If there had only been six or seven, rather than a baker's dozen, I might have been tickled by Howard Barker's playlets, in which he takes everyday objects and the imaginative relationship individuals have with them to illustrate how we are enslaved by our hopes. The objects - whether a cup and saucer once drunk out of by an ex-lover, a Holbein painting, or even a plain gold wedding ring - become imbued with significance and the focus for what Barker sees as our inevitable disappointment with lives full of "desire for what might have been, and despair at what is". This is, I fear, the middle-aged man speaking, and the happy people among us will not entirely buy this doleful thesis.
Sour disappointment may linger in the air, but Barker is in surprisingly mischievous mood, and several of these little parables are pawky as well as poetic. Barker is often perceived as a rather chilly writer, but here he laughs at the absurdity of humanity that dares to hope even as it digs its own grave with a spade.
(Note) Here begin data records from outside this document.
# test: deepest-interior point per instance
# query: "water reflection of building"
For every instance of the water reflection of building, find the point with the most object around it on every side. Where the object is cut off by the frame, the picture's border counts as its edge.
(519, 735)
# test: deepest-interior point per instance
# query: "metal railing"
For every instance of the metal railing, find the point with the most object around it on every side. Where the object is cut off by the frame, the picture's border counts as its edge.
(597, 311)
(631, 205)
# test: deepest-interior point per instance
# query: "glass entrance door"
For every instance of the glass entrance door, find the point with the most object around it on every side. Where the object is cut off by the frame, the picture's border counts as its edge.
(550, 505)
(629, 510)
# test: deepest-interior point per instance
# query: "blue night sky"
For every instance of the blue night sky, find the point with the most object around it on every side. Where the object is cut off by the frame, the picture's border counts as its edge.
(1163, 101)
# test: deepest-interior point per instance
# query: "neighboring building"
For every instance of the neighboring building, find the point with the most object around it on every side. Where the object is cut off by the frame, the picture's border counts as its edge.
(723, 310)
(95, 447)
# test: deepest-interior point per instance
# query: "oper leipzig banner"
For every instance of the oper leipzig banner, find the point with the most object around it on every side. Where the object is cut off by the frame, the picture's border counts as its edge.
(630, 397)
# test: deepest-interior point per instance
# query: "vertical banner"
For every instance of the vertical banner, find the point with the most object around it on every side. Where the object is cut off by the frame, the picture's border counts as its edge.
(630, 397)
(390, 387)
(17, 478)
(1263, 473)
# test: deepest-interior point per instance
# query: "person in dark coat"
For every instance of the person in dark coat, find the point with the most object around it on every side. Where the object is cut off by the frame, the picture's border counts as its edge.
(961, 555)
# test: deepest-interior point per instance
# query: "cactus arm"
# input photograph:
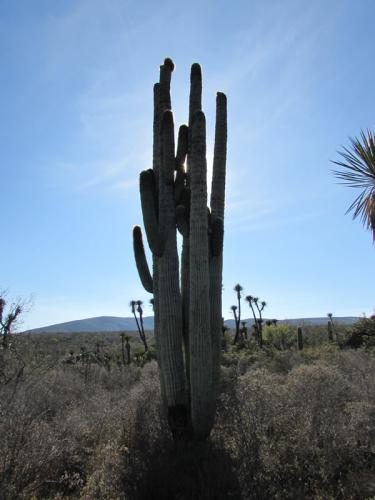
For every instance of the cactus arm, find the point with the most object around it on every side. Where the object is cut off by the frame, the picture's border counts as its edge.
(155, 232)
(180, 160)
(195, 98)
(217, 210)
(181, 220)
(220, 158)
(156, 131)
(141, 261)
(202, 413)
(182, 146)
(170, 306)
(217, 237)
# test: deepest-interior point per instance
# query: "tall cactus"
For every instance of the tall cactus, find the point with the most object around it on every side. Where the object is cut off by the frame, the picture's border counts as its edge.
(187, 296)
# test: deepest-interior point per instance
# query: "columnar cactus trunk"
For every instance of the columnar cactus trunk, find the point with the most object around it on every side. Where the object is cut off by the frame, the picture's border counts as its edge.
(299, 339)
(187, 297)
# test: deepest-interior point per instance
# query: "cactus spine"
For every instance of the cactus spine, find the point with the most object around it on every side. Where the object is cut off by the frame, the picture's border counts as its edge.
(187, 297)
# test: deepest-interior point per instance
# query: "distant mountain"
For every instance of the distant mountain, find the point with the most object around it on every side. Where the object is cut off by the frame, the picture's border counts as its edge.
(118, 324)
(98, 324)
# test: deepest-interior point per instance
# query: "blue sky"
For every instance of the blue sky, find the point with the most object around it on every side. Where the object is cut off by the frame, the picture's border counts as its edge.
(76, 130)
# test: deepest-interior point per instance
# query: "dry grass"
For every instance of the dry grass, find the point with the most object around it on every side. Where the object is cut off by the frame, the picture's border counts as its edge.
(290, 425)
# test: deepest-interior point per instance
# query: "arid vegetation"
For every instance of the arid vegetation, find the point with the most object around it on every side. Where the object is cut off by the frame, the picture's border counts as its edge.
(78, 422)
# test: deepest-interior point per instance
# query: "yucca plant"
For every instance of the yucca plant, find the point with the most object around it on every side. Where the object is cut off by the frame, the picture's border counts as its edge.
(358, 170)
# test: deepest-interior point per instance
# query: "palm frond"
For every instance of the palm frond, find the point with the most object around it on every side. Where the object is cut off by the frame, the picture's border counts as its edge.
(358, 170)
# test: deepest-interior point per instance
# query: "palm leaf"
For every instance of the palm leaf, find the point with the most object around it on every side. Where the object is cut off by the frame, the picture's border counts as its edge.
(357, 170)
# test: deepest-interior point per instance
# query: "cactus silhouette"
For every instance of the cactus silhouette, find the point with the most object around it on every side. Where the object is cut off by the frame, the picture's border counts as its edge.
(258, 322)
(187, 297)
(136, 308)
(237, 316)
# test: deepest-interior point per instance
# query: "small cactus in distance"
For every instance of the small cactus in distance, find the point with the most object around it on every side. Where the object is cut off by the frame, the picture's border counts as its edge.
(136, 308)
(258, 321)
(299, 338)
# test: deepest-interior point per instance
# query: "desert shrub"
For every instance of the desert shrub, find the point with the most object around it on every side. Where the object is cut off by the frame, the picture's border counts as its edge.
(363, 333)
(301, 435)
(280, 336)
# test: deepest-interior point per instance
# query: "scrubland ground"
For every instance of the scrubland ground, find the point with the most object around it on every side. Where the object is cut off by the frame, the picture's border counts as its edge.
(76, 422)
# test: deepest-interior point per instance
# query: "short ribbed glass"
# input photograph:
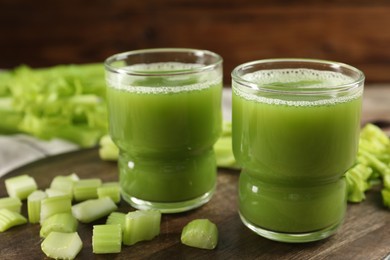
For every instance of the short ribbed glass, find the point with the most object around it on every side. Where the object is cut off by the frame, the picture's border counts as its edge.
(165, 115)
(295, 133)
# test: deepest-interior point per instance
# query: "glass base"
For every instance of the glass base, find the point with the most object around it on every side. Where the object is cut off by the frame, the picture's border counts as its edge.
(169, 207)
(292, 237)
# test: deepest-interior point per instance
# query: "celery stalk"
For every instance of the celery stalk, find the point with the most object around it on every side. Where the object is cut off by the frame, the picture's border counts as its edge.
(110, 189)
(106, 239)
(10, 219)
(13, 204)
(59, 245)
(86, 189)
(34, 205)
(62, 222)
(54, 205)
(141, 225)
(20, 186)
(91, 210)
(200, 233)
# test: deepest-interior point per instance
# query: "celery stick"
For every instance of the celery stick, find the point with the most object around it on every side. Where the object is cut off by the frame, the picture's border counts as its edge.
(86, 189)
(106, 239)
(13, 204)
(91, 210)
(200, 233)
(62, 222)
(54, 205)
(141, 225)
(117, 218)
(34, 205)
(59, 245)
(64, 183)
(20, 186)
(110, 189)
(10, 219)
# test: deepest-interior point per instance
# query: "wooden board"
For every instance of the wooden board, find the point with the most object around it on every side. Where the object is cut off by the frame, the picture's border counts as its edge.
(364, 234)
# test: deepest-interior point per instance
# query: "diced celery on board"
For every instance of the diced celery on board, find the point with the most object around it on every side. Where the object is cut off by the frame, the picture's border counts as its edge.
(91, 210)
(106, 239)
(20, 186)
(34, 205)
(200, 233)
(141, 225)
(59, 245)
(62, 222)
(13, 204)
(10, 219)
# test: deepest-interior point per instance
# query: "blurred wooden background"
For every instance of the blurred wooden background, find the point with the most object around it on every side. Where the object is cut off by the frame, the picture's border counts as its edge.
(50, 32)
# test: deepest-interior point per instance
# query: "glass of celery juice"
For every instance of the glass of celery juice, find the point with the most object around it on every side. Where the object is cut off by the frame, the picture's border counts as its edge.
(295, 133)
(165, 116)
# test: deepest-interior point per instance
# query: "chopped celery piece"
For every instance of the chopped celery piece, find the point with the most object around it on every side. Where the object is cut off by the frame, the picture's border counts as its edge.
(110, 189)
(59, 245)
(106, 239)
(64, 183)
(141, 225)
(86, 189)
(62, 222)
(10, 219)
(200, 233)
(108, 151)
(91, 210)
(54, 205)
(55, 193)
(117, 218)
(20, 186)
(11, 203)
(34, 205)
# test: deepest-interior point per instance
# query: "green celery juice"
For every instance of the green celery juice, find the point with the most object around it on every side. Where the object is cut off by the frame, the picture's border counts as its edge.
(294, 150)
(165, 129)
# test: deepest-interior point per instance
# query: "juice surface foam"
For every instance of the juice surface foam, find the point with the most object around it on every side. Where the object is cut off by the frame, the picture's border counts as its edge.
(305, 87)
(161, 78)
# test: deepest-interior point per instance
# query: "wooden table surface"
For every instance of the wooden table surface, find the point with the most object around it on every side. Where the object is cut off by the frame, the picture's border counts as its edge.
(364, 234)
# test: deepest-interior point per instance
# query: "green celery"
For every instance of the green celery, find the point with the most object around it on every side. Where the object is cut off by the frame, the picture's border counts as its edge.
(20, 186)
(91, 210)
(34, 205)
(10, 219)
(106, 239)
(59, 245)
(54, 205)
(86, 189)
(110, 189)
(141, 225)
(200, 233)
(13, 204)
(62, 222)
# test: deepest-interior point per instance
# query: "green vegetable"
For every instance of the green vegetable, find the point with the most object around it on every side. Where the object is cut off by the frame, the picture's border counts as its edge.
(59, 245)
(62, 222)
(110, 189)
(106, 239)
(141, 225)
(20, 186)
(91, 210)
(200, 233)
(10, 219)
(55, 205)
(34, 205)
(66, 101)
(13, 204)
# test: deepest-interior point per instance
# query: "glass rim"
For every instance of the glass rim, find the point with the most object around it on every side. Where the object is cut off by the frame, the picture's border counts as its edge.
(123, 55)
(355, 83)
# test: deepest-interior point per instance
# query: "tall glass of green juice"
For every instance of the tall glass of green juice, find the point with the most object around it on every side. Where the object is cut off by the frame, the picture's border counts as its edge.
(165, 116)
(295, 133)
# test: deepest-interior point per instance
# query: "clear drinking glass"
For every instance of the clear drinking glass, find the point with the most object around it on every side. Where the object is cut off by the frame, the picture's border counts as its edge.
(165, 115)
(295, 133)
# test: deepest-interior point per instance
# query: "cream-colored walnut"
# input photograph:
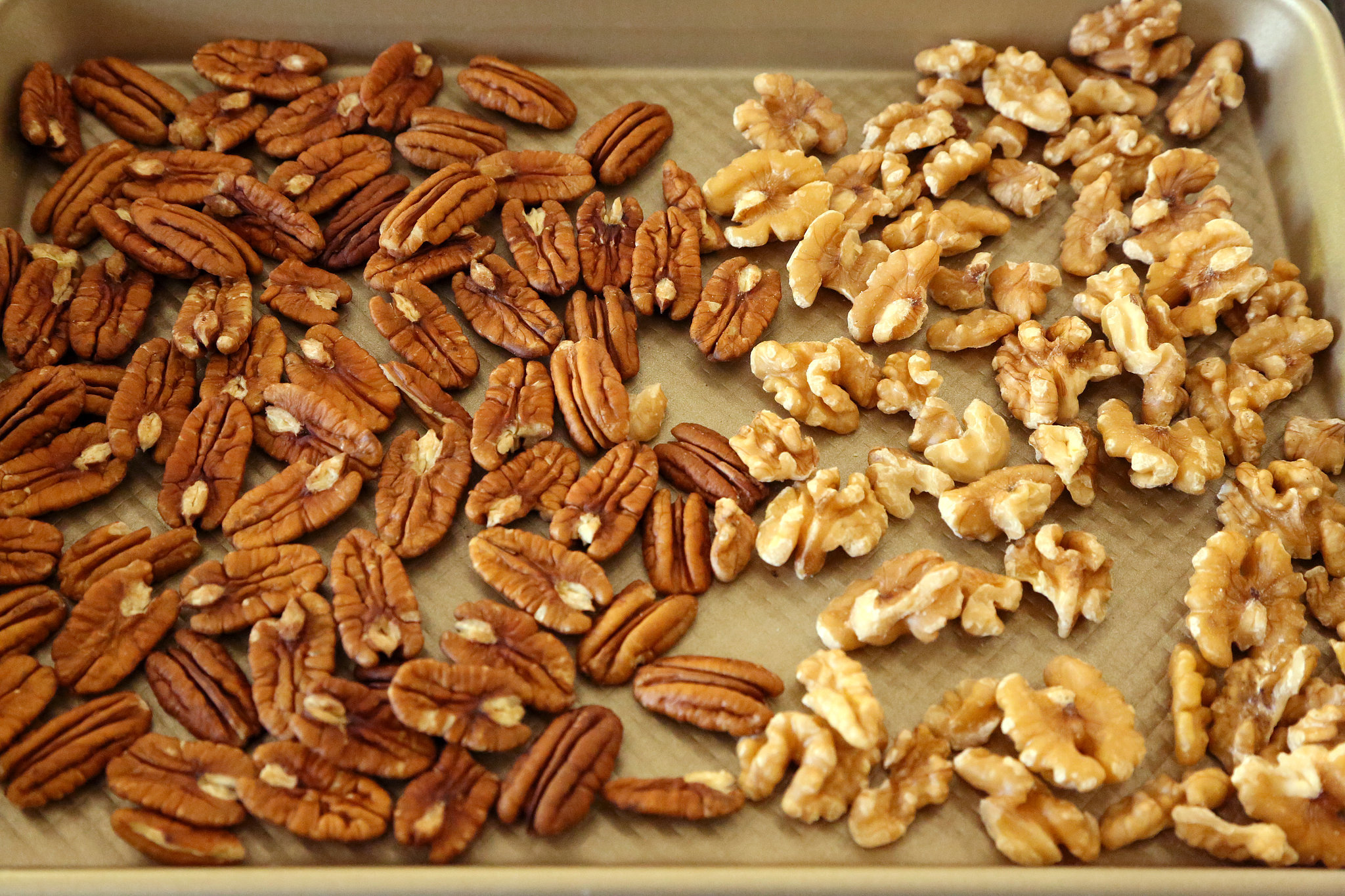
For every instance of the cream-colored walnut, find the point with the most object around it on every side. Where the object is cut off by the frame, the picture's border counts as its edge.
(807, 522)
(1214, 86)
(837, 688)
(917, 775)
(1079, 730)
(1166, 210)
(1228, 399)
(1023, 187)
(967, 715)
(775, 449)
(1094, 223)
(1069, 568)
(768, 192)
(1021, 289)
(790, 114)
(1020, 86)
(896, 476)
(957, 226)
(1149, 811)
(1042, 372)
(1321, 442)
(1007, 501)
(820, 383)
(1025, 820)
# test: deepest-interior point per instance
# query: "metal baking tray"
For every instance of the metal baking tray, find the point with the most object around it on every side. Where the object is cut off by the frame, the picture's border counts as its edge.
(1282, 155)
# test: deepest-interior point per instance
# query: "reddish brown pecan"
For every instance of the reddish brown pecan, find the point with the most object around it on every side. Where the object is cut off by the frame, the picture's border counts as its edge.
(666, 265)
(218, 121)
(554, 782)
(205, 471)
(604, 505)
(403, 78)
(47, 114)
(447, 806)
(619, 144)
(54, 761)
(127, 98)
(200, 684)
(516, 92)
(441, 137)
(324, 112)
(275, 69)
(539, 575)
(112, 629)
(632, 631)
(116, 545)
(300, 790)
(376, 609)
(76, 468)
(248, 586)
(491, 634)
(420, 485)
(326, 174)
(709, 692)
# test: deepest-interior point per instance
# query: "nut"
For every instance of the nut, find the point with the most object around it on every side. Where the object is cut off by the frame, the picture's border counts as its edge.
(790, 114)
(1069, 568)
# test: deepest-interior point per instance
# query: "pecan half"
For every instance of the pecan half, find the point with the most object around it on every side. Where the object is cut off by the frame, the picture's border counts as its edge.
(516, 92)
(505, 310)
(736, 307)
(353, 727)
(275, 69)
(420, 485)
(249, 586)
(300, 790)
(301, 426)
(116, 545)
(77, 467)
(607, 238)
(604, 505)
(326, 174)
(205, 471)
(27, 617)
(541, 576)
(677, 543)
(518, 410)
(54, 761)
(200, 684)
(112, 629)
(447, 806)
(444, 203)
(322, 113)
(403, 78)
(218, 121)
(440, 137)
(305, 295)
(127, 98)
(47, 114)
(152, 400)
(552, 786)
(632, 631)
(592, 398)
(340, 370)
(287, 654)
(715, 694)
(418, 327)
(619, 144)
(536, 175)
(666, 265)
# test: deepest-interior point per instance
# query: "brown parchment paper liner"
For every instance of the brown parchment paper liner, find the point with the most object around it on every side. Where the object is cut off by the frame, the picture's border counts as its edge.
(767, 616)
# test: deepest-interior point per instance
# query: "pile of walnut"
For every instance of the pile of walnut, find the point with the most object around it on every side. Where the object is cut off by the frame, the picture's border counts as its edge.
(200, 214)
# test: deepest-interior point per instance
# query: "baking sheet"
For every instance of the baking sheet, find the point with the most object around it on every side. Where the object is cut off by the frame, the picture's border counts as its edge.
(766, 616)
In the process, of course, he can't help but laugh at himself too.
Much of the evening has an angular beauty about it, whether it is Thomas Leipzig's design - which looks very much as if it has been thriftily recycled from a previous Barker show - or the actors' performances, which needle nicely. Some of the best of these plays are like fairy tales in which the mundane object takes on the power of a talisman; a few wallow in the kind of frustrating Barker obscurity that comes when a writer directs too much of his own work and doesn't have to justify and test his writing enough. But the show outstays its welcome: as Barker drums on long and loudly you feel beaten into submission, not seduced.